Hannah Betts has a fashion-defying weak spot for empowering altitudes
There are moments in a journalistic career that my fellow Times leader writer, Philip Howard, used to refer to as “self-plagiarising”. For some reason, there will be a question one is repeatedly required to address. For him it was Greek hexameter and the fall of the Roman empire. For me it’s not having children and being a wearer of high heels. And that, my friends, is the difference a vagina makes.
Anyway, heels: feminism, fetishism, free choice, etc. Much the same with nippers, obv.
I relish my borrowed inches because they are the ultimate fashion folly. Plus nothing makes me feel more like the ballbreaker I am than being able to go eyeball-to-eyeball with the oppressor. It’s no coincidence that the decades in which women made real strides into the work place — the ’40s and ’70s/’80s — were those in which they towered.
The cognoscenti immediately ditched what Germaine Greer had labelled “fuck-me shoes”

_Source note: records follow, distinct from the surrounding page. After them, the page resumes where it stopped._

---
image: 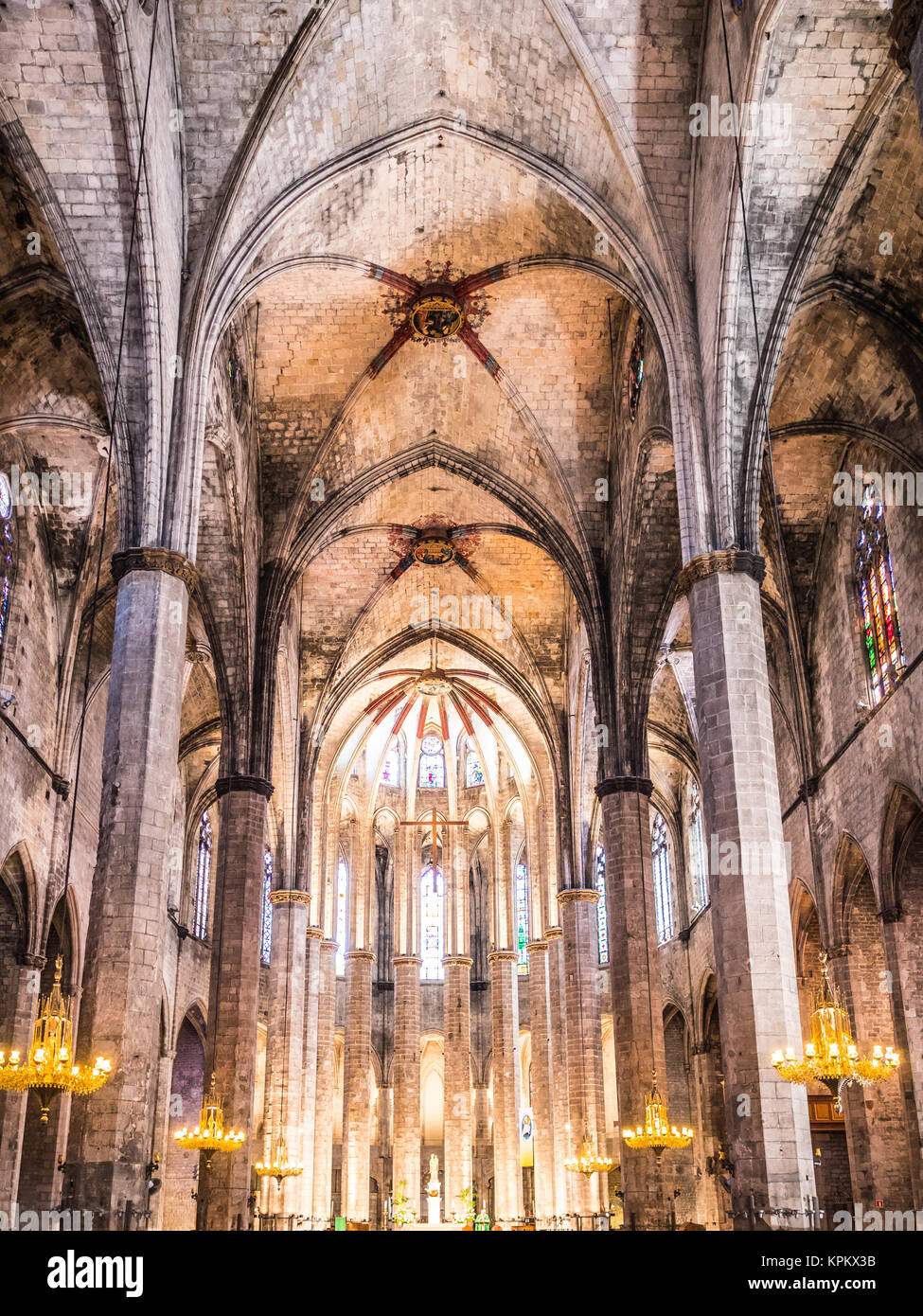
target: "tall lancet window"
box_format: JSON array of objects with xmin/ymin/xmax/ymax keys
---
[
  {"xmin": 420, "ymin": 867, "xmax": 445, "ymax": 982},
  {"xmin": 465, "ymin": 739, "xmax": 485, "ymax": 787},
  {"xmin": 856, "ymin": 485, "xmax": 903, "ymax": 704},
  {"xmin": 334, "ymin": 860, "xmax": 349, "ymax": 978},
  {"xmin": 0, "ymin": 475, "xmax": 13, "ymax": 652},
  {"xmin": 417, "ymin": 736, "xmax": 445, "ymax": 791},
  {"xmin": 192, "ymin": 809, "xmax": 212, "ymax": 941},
  {"xmin": 382, "ymin": 745, "xmax": 400, "ymax": 786},
  {"xmin": 688, "ymin": 782, "xmax": 708, "ymax": 914},
  {"xmin": 594, "ymin": 845, "xmax": 609, "ymax": 965},
  {"xmin": 516, "ymin": 862, "xmax": 529, "ymax": 974},
  {"xmin": 259, "ymin": 850, "xmax": 273, "ymax": 965},
  {"xmin": 650, "ymin": 813, "xmax": 673, "ymax": 942}
]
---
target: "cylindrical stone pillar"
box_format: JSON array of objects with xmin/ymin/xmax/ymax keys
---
[
  {"xmin": 558, "ymin": 888, "xmax": 609, "ymax": 1215},
  {"xmin": 684, "ymin": 551, "xmax": 815, "ymax": 1228},
  {"xmin": 488, "ymin": 951, "xmax": 523, "ymax": 1225},
  {"xmin": 596, "ymin": 776, "xmax": 669, "ymax": 1229},
  {"xmin": 257, "ymin": 890, "xmax": 311, "ymax": 1215},
  {"xmin": 68, "ymin": 549, "xmax": 196, "ymax": 1229},
  {"xmin": 302, "ymin": 928, "xmax": 324, "ymax": 1220},
  {"xmin": 0, "ymin": 955, "xmax": 44, "ymax": 1220},
  {"xmin": 391, "ymin": 955, "xmax": 421, "ymax": 1215},
  {"xmin": 196, "ymin": 776, "xmax": 273, "ymax": 1229},
  {"xmin": 343, "ymin": 951, "xmax": 375, "ymax": 1224},
  {"xmin": 311, "ymin": 941, "xmax": 337, "ymax": 1226},
  {"xmin": 528, "ymin": 941, "xmax": 556, "ymax": 1221},
  {"xmin": 542, "ymin": 925, "xmax": 570, "ymax": 1216},
  {"xmin": 442, "ymin": 955, "xmax": 474, "ymax": 1220}
]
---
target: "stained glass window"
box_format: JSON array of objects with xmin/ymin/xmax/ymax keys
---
[
  {"xmin": 688, "ymin": 783, "xmax": 708, "ymax": 914},
  {"xmin": 628, "ymin": 320, "xmax": 644, "ymax": 419},
  {"xmin": 192, "ymin": 809, "xmax": 212, "ymax": 941},
  {"xmin": 595, "ymin": 845, "xmax": 609, "ymax": 965},
  {"xmin": 465, "ymin": 741, "xmax": 485, "ymax": 786},
  {"xmin": 334, "ymin": 860, "xmax": 349, "ymax": 976},
  {"xmin": 650, "ymin": 813, "xmax": 673, "ymax": 942},
  {"xmin": 0, "ymin": 475, "xmax": 13, "ymax": 650},
  {"xmin": 516, "ymin": 863, "xmax": 529, "ymax": 974},
  {"xmin": 259, "ymin": 850, "xmax": 273, "ymax": 965},
  {"xmin": 420, "ymin": 868, "xmax": 445, "ymax": 982},
  {"xmin": 856, "ymin": 485, "xmax": 903, "ymax": 704},
  {"xmin": 418, "ymin": 736, "xmax": 445, "ymax": 791},
  {"xmin": 382, "ymin": 746, "xmax": 400, "ymax": 786}
]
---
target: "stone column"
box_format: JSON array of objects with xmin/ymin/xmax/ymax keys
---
[
  {"xmin": 681, "ymin": 551, "xmax": 815, "ymax": 1228},
  {"xmin": 148, "ymin": 1039, "xmax": 176, "ymax": 1231},
  {"xmin": 311, "ymin": 941, "xmax": 337, "ymax": 1224},
  {"xmin": 263, "ymin": 888, "xmax": 311, "ymax": 1215},
  {"xmin": 528, "ymin": 941, "xmax": 556, "ymax": 1220},
  {"xmin": 196, "ymin": 776, "xmax": 273, "ymax": 1229},
  {"xmin": 488, "ymin": 951, "xmax": 523, "ymax": 1224},
  {"xmin": 542, "ymin": 927, "xmax": 573, "ymax": 1216},
  {"xmin": 442, "ymin": 955, "xmax": 474, "ymax": 1220},
  {"xmin": 343, "ymin": 951, "xmax": 374, "ymax": 1222},
  {"xmin": 558, "ymin": 888, "xmax": 609, "ymax": 1215},
  {"xmin": 596, "ymin": 776, "xmax": 669, "ymax": 1229},
  {"xmin": 391, "ymin": 955, "xmax": 421, "ymax": 1214},
  {"xmin": 889, "ymin": 0, "xmax": 923, "ymax": 125},
  {"xmin": 68, "ymin": 549, "xmax": 196, "ymax": 1229},
  {"xmin": 0, "ymin": 955, "xmax": 44, "ymax": 1218},
  {"xmin": 302, "ymin": 928, "xmax": 324, "ymax": 1218}
]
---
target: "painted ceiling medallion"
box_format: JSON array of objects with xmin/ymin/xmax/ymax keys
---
[
  {"xmin": 412, "ymin": 525, "xmax": 455, "ymax": 567},
  {"xmin": 384, "ymin": 260, "xmax": 489, "ymax": 344},
  {"xmin": 410, "ymin": 290, "xmax": 465, "ymax": 341}
]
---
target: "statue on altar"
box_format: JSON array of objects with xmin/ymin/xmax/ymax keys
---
[{"xmin": 427, "ymin": 1151, "xmax": 442, "ymax": 1225}]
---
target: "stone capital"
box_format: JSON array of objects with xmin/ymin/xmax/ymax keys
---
[
  {"xmin": 887, "ymin": 0, "xmax": 923, "ymax": 68},
  {"xmin": 269, "ymin": 887, "xmax": 311, "ymax": 905},
  {"xmin": 111, "ymin": 547, "xmax": 199, "ymax": 594},
  {"xmin": 559, "ymin": 887, "xmax": 599, "ymax": 904},
  {"xmin": 677, "ymin": 549, "xmax": 766, "ymax": 594},
  {"xmin": 488, "ymin": 951, "xmax": 519, "ymax": 965},
  {"xmin": 215, "ymin": 773, "xmax": 275, "ymax": 800},
  {"xmin": 596, "ymin": 776, "xmax": 654, "ymax": 800}
]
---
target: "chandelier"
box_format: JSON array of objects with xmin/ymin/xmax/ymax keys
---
[
  {"xmin": 563, "ymin": 1127, "xmax": 612, "ymax": 1179},
  {"xmin": 0, "ymin": 955, "xmax": 112, "ymax": 1124},
  {"xmin": 772, "ymin": 951, "xmax": 900, "ymax": 1106},
  {"xmin": 253, "ymin": 1133, "xmax": 303, "ymax": 1188},
  {"xmin": 174, "ymin": 1074, "xmax": 246, "ymax": 1168},
  {"xmin": 621, "ymin": 1074, "xmax": 693, "ymax": 1164}
]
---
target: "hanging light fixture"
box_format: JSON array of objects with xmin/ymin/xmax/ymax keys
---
[
  {"xmin": 0, "ymin": 955, "xmax": 112, "ymax": 1124},
  {"xmin": 253, "ymin": 1134, "xmax": 304, "ymax": 1188},
  {"xmin": 174, "ymin": 1074, "xmax": 246, "ymax": 1168},
  {"xmin": 621, "ymin": 1073, "xmax": 693, "ymax": 1165},
  {"xmin": 772, "ymin": 951, "xmax": 900, "ymax": 1108},
  {"xmin": 563, "ymin": 1128, "xmax": 612, "ymax": 1179}
]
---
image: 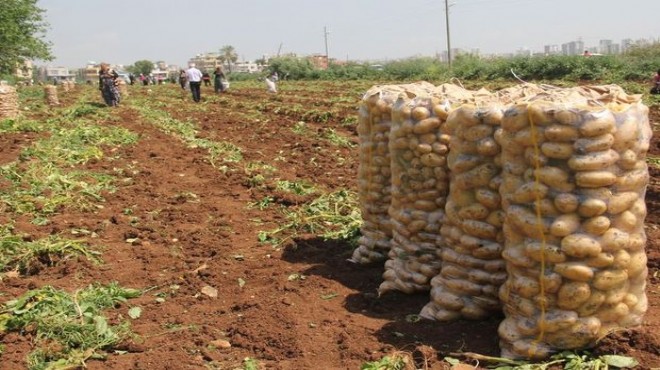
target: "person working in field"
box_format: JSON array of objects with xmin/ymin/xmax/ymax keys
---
[
  {"xmin": 99, "ymin": 63, "xmax": 120, "ymax": 107},
  {"xmin": 186, "ymin": 63, "xmax": 202, "ymax": 103},
  {"xmin": 651, "ymin": 69, "xmax": 660, "ymax": 94},
  {"xmin": 213, "ymin": 66, "xmax": 225, "ymax": 93}
]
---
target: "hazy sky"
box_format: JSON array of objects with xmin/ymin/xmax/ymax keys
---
[{"xmin": 37, "ymin": 0, "xmax": 660, "ymax": 67}]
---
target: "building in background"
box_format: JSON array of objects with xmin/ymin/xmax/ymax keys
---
[
  {"xmin": 39, "ymin": 66, "xmax": 76, "ymax": 84},
  {"xmin": 14, "ymin": 60, "xmax": 34, "ymax": 82},
  {"xmin": 543, "ymin": 44, "xmax": 561, "ymax": 55}
]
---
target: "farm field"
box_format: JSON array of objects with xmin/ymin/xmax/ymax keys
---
[{"xmin": 0, "ymin": 81, "xmax": 660, "ymax": 370}]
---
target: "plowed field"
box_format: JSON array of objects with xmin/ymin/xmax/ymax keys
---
[{"xmin": 0, "ymin": 82, "xmax": 660, "ymax": 370}]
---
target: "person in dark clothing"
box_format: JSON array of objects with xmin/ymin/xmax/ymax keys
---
[
  {"xmin": 213, "ymin": 66, "xmax": 225, "ymax": 93},
  {"xmin": 179, "ymin": 69, "xmax": 187, "ymax": 90},
  {"xmin": 99, "ymin": 63, "xmax": 120, "ymax": 107},
  {"xmin": 186, "ymin": 63, "xmax": 202, "ymax": 103}
]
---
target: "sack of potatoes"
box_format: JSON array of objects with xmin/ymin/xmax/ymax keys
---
[
  {"xmin": 378, "ymin": 94, "xmax": 449, "ymax": 293},
  {"xmin": 499, "ymin": 86, "xmax": 652, "ymax": 359},
  {"xmin": 350, "ymin": 82, "xmax": 434, "ymax": 264},
  {"xmin": 420, "ymin": 101, "xmax": 507, "ymax": 321}
]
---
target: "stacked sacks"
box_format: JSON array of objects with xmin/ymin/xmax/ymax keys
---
[
  {"xmin": 0, "ymin": 84, "xmax": 18, "ymax": 120},
  {"xmin": 44, "ymin": 85, "xmax": 60, "ymax": 107},
  {"xmin": 351, "ymin": 83, "xmax": 433, "ymax": 264},
  {"xmin": 420, "ymin": 94, "xmax": 506, "ymax": 321},
  {"xmin": 117, "ymin": 78, "xmax": 128, "ymax": 99},
  {"xmin": 378, "ymin": 89, "xmax": 449, "ymax": 293},
  {"xmin": 499, "ymin": 86, "xmax": 652, "ymax": 358}
]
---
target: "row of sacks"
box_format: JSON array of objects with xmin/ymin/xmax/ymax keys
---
[{"xmin": 352, "ymin": 83, "xmax": 652, "ymax": 358}]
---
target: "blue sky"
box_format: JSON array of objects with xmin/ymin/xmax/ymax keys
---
[{"xmin": 37, "ymin": 0, "xmax": 660, "ymax": 67}]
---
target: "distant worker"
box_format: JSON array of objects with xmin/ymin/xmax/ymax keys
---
[
  {"xmin": 213, "ymin": 66, "xmax": 226, "ymax": 93},
  {"xmin": 651, "ymin": 69, "xmax": 660, "ymax": 94},
  {"xmin": 186, "ymin": 63, "xmax": 202, "ymax": 103},
  {"xmin": 179, "ymin": 69, "xmax": 186, "ymax": 90},
  {"xmin": 99, "ymin": 63, "xmax": 120, "ymax": 107}
]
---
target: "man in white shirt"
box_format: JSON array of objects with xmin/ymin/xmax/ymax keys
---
[{"xmin": 186, "ymin": 63, "xmax": 202, "ymax": 103}]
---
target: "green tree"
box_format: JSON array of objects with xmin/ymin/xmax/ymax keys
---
[
  {"xmin": 218, "ymin": 45, "xmax": 238, "ymax": 72},
  {"xmin": 0, "ymin": 0, "xmax": 53, "ymax": 74},
  {"xmin": 126, "ymin": 60, "xmax": 154, "ymax": 76}
]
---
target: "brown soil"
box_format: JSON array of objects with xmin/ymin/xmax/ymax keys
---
[{"xmin": 0, "ymin": 83, "xmax": 660, "ymax": 370}]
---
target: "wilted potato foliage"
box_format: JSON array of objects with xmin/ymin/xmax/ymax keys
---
[{"xmin": 353, "ymin": 84, "xmax": 652, "ymax": 358}]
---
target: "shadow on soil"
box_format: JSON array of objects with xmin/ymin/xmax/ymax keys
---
[{"xmin": 282, "ymin": 238, "xmax": 501, "ymax": 359}]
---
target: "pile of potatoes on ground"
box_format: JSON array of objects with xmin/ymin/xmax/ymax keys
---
[{"xmin": 353, "ymin": 83, "xmax": 652, "ymax": 359}]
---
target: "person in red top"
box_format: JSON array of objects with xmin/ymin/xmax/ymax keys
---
[{"xmin": 651, "ymin": 69, "xmax": 660, "ymax": 94}]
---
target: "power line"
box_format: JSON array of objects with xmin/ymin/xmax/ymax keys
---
[{"xmin": 323, "ymin": 26, "xmax": 330, "ymax": 60}]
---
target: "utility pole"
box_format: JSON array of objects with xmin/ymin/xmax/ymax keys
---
[
  {"xmin": 323, "ymin": 26, "xmax": 330, "ymax": 66},
  {"xmin": 445, "ymin": 0, "xmax": 451, "ymax": 68}
]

All you need to know is that heels are over — for now, anyway. Some say forever, only these people are wrong. After all, they said the same post-9/11, when barefoot executives had been seen clutching their stilettoes as they fled the Twin Towers. Instead, the Noughties became years of staggering, spike-heeled, show-pony excess. Post-Sex and the City, women were reduced to the synecdochic parts “heels, bods, booze”, and called this liberation.
In 2008, Christian Louboutin launched the first eight-inch spike outside the fetish world; albeit one might question quite how outside the fetish world this could be. Statistics suggested that as many as 20,000 women a year were being hospitalised by their heels. Corrective foot surgery was occurring to the tune of £29 million per annum, while cosmetic foot surgery saw women having the balls of their feet plumped with dermal filler, or firming up damaged tissue with Botox.
A podiatric surgeon noted that prolonged wear might lead not only to broken ankles, but stress fractures, back and hip problems, jaw, neck and head pain, menstrual dysfunction, fertility issues and incontinence. But, you know, what price glamour?
All this ended on 5 March 2011, when Cromwellian du jour Phoebe Philo took her bow at the end of the Celine show sporting a pair of Adidas Stan Smith trainers. The cognoscenti immediately ditched what Germaine Greer had labelled “fuck-me shoes”, even the stiletto-fixated French. Henceforth Planet Fashion was grounded. Ditto Planet Youth, which increasingly found heels a tad pre-Weinstein. Trend forecasters refer to this as part of the great “macrocasualisation,” more quotidian types “being able to walk”.
It took a while for the hobbling masses to catch up, but catch up they did. Back in February, retail analysts at Lyst noted a 25 per cent year-on-year decrease in sales of heels, while heeled boots had dropped 40 per cent. According to Mintel, fewer of us purchased heels last year than the year before, while trainers were the most popular category of female footwear, even for gift-buying males.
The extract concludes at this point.